Writer and Director: Rachael Savage
Reviewer: George Attwell Gerhards
Vamos Theatre, a company that tours full mask devised pieces, have created a charming, sweet and gently funny story about family with Finding Joy. Joy, on her 83rd birthday, suffers a fall and finds herself in hospital where, although not made explicit (being a mime, nothing is made explicit) it is implied that she is suffering from dementia too. As the intensity of care she requires increases, help comes from an unlikely source: her rebellious grandson Danny.

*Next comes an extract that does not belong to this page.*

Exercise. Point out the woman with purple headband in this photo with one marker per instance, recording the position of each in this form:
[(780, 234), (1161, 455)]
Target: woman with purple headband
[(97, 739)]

It goes without saying that the masks are important here. Being a full mask company the performers are completely dependent on their body language and the face permanently sketched for them. Russell Dean’s masks are fun, if a little homogeneous, going for the extenuated-features-but-still-lifelike model. Some are funny, others (particularly Joy’s) quite touching; although it is a little disappointing not to see the same character come on with a different mask at any point. For Joy to last the whole play with the same face jars with the narrative, particularly when she gets lost in nostalgic flashbacks of her childhood – still keeping the same face she has when intimidated in a hospital bed. That said, among the characters there is enough diversity not to get too bored by it. The four performers (multi-roling but you can’t tell until the bow – they’re that good) are clearly experts in this sort of performance, completely conveying their characters in their body language alone. Occasionally an action will be lost on the audience (with no words, it is imperative you understand exactly what they are doing) and what seems like an attempt at a joke is muddled and confused, but these are rare exceptions.
Janie Armour’s music also plays a key rôle, giving each scene a nice varying tone (the twee plodding of Joy’s bedroom; the grungey garage of Danny’s street friends) but when scenes go on for too long it can be repetitive, leaving the audience wanting to escape the annoying ostinatos. Carl Davies’ set is terrific, wonderfully versatile and slick, compartments folding out of compartments as the same set is literally transformed into many different locations before your eyes.
Rachael Savage’s direction is successful, creating the right sort of sweet (but never saccharine) tone while not avoiding the more serious moments when Joy’s condition is really met head on. For instance when Joy wakes up in the middle of the night and wonders outside with a plastic bag on her foot in place of a slipper and a tea-towel round her head it’s a genuinely moving moment. If there is a part of the plot that comes across a bit cringeworthy it is Danny’s transformation from casual drug user to loveable sweetheart. At times it comes across as an educational video you’d show children to put them off drugs.
Finding Joy is never going to set the world alight, but for a lovely tale of the generations coming together in times of crisis, finding beauty in the elderly and hope in the youth, this is a wonderfully optimistic piece.
Reviewed on 27th February and touring nationally.